Members of the Syrian National Coalition, Syria’s main opposition group, are expected to choose an interim prime minister from within their ranks to administer rebel-held Syrian territory when they meet today in Istanbul. The vote comes at a time when the opposition is fiercely divided over the issue of allowing former members of Bashar Assad’s regime to take on active roles in the new rebel-led government, Arab news outlets report.
The Saudi-owned daily A-Sharq Al-Awsat emphasizes in their headline story that today’s vote is the most serious attempt by the opposition to form a rival government yet.
While the Syrian National Coalition has already taken the Assad regime’s place as the Syrian representative to the Arab League and begun administering a few Syrian embassies abroad, the act of instituting itself as a governing power on Syrian territory may dash chances for a peaceful accommodation with Assad.
“The elected prime minister will choose members of the new government at home and abroad in order to manage the liberated areas in the next stage,” Khaled Saleh, the director of the opposition’s main information office, said in an interview. “The coalition has received great support from a large number of Arab countries, particularly Kuwait, Saudi Arabia, and Qatar. They are contributing to the acceleration of the process of the formation of the interim Syrian government.”
However, all this foreign involvement is being used as fodder by Assad’s press spokesmen, who claim that “the Syrian National Coalition is nothing more than a plot by foreign influences to cause Syria to implode from the inside.”
Sixty-three members of the Syrian National Coalition will pick among 12 candidates for the prime minister’s post, including two from North America. Osama Kadi, from London, Ontario, is the coalition’s economic adviser and Ghassan Hitto is an IT manager from Dallas, Texas.
Both men are Syrian emigres who moved back to the region in the past year to assist the rebels. The Dubai-based media network Al-Arabiya reports in a major leak that Kadi and Assad Mustafa, a former agriculture minister in Hafez Assad’s government, are the two leading candidates for the position. This information is a contradiction of a report in A-Sharq Al-Awsat that Hitto’s chances of receiving the job were improving.

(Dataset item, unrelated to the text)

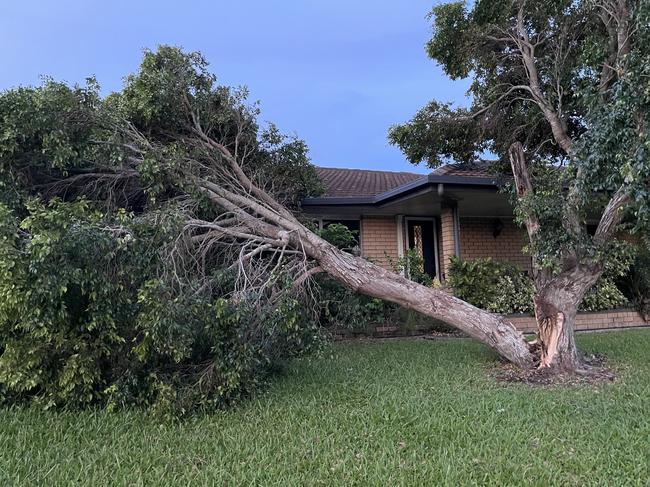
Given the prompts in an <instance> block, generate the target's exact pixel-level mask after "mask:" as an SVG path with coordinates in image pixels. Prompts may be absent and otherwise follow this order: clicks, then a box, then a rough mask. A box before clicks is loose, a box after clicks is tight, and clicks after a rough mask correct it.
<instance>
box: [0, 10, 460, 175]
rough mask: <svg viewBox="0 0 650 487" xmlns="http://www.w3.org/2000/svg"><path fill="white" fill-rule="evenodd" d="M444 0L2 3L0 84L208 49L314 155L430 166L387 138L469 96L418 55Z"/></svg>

Muslim Brotherhood activists beat journalists
Egyptian democracy activists opposed to the Muslim Brotherhood and the government of Egyptian President Mohammed Morsi descended on the Brotherhood’s main headquarters in Mokkata to protest yesterday. According to the London-based Al-Hayat, the activists and a number of impartial journalists were then assaulted by Muslim Brotherhood loyalists and security forces.
The violence is reported to have begun when protesters tried to graffiti anti-Morsi messages on the walls of the headquarters.

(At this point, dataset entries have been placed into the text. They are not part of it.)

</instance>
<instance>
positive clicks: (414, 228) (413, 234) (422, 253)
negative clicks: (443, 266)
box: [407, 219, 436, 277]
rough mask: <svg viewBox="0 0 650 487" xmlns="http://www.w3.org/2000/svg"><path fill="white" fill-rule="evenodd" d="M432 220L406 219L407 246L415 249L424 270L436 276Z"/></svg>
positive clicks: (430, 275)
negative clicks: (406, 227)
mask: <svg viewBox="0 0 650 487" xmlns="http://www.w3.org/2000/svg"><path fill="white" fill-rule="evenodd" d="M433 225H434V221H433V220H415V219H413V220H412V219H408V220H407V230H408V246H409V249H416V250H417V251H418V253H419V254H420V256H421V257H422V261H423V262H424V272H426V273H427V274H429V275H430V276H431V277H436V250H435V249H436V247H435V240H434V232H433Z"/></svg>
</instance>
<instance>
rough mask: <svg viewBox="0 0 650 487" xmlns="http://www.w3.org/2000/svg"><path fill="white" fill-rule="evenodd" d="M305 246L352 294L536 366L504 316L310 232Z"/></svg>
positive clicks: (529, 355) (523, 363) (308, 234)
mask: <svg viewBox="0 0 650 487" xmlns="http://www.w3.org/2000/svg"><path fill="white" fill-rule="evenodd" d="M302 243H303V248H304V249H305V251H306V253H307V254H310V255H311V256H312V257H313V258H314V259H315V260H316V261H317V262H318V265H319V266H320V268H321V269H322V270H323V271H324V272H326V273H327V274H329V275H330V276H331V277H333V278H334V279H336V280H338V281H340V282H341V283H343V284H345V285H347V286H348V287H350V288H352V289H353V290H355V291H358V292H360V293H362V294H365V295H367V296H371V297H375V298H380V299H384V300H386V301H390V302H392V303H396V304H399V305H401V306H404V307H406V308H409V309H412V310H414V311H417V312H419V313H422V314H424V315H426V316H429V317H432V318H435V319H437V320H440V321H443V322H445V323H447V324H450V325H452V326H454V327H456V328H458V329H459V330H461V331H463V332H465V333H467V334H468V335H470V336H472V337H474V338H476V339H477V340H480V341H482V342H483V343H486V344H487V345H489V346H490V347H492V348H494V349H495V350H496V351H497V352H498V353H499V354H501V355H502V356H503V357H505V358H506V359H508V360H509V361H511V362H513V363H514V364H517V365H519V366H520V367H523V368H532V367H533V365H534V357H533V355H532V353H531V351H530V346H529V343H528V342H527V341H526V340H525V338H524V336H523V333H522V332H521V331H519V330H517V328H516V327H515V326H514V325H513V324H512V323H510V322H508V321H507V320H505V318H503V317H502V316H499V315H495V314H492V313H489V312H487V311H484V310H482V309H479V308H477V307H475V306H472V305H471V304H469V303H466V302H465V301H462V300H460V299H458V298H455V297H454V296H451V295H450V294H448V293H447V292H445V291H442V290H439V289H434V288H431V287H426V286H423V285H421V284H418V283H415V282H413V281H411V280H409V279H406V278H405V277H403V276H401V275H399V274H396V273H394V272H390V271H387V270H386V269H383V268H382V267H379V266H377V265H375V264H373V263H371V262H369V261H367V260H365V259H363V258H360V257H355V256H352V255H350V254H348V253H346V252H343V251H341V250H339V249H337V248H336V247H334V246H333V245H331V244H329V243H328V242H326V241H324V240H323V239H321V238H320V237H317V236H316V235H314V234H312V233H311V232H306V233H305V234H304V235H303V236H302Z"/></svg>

“Demonstrators set fire to tires and wood in the middle of the road, which caused nearby trees to catch fire too,” the article states. Journalists trying to cover the event were targeted by the Brotherhood loyalists, leading to dozens of people injured.
After the incident, the London-based Al-Quds Al-Arabi reports that dozens of Egyptian journalists gathered for a vigil in front of their union building to protest the beatings. The journalists carried banners denouncing the attacks and chanted in support of freedom of speech.

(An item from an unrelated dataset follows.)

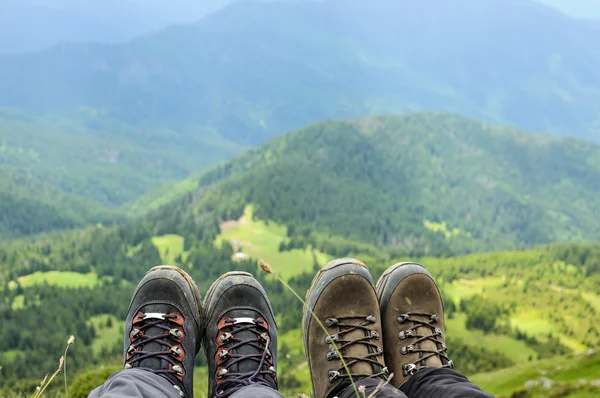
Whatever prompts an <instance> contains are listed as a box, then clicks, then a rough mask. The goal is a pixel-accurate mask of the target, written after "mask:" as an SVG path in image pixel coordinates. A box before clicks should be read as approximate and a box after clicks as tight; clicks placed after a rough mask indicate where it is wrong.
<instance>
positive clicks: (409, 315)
mask: <svg viewBox="0 0 600 398" xmlns="http://www.w3.org/2000/svg"><path fill="white" fill-rule="evenodd" d="M377 298H378V299H379V303H380V306H381V318H382V322H383V341H384V349H385V359H386V364H387V365H388V367H389V368H390V371H391V372H392V373H393V374H394V377H393V379H392V384H393V385H394V386H396V387H400V386H401V385H402V384H404V383H405V382H406V381H407V380H408V378H409V377H410V376H412V375H413V374H415V373H416V372H417V371H419V370H421V369H424V368H429V367H444V368H452V367H453V364H452V361H451V360H450V358H448V355H447V347H446V344H445V339H444V308H443V305H442V298H441V295H440V292H439V289H438V287H437V285H436V284H435V282H434V280H433V278H432V277H431V275H430V274H429V272H427V270H425V268H423V267H422V266H421V265H419V264H416V263H400V264H396V265H393V266H391V267H389V268H388V269H387V270H386V271H385V272H384V273H383V275H382V276H381V278H379V281H378V282H377Z"/></svg>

Those responsible for the attacks were members of a Muslim Brotherhood youth movement who were charged with protecting the building. Egypt is facing a security crisis as thousands of police officers remain on strike. In response, Muslim Brotherhood supporters have created private security committees to restore order. Their actions have been consistently denounced by Egyptian opposition leaders as undemocratic and unconstitutional.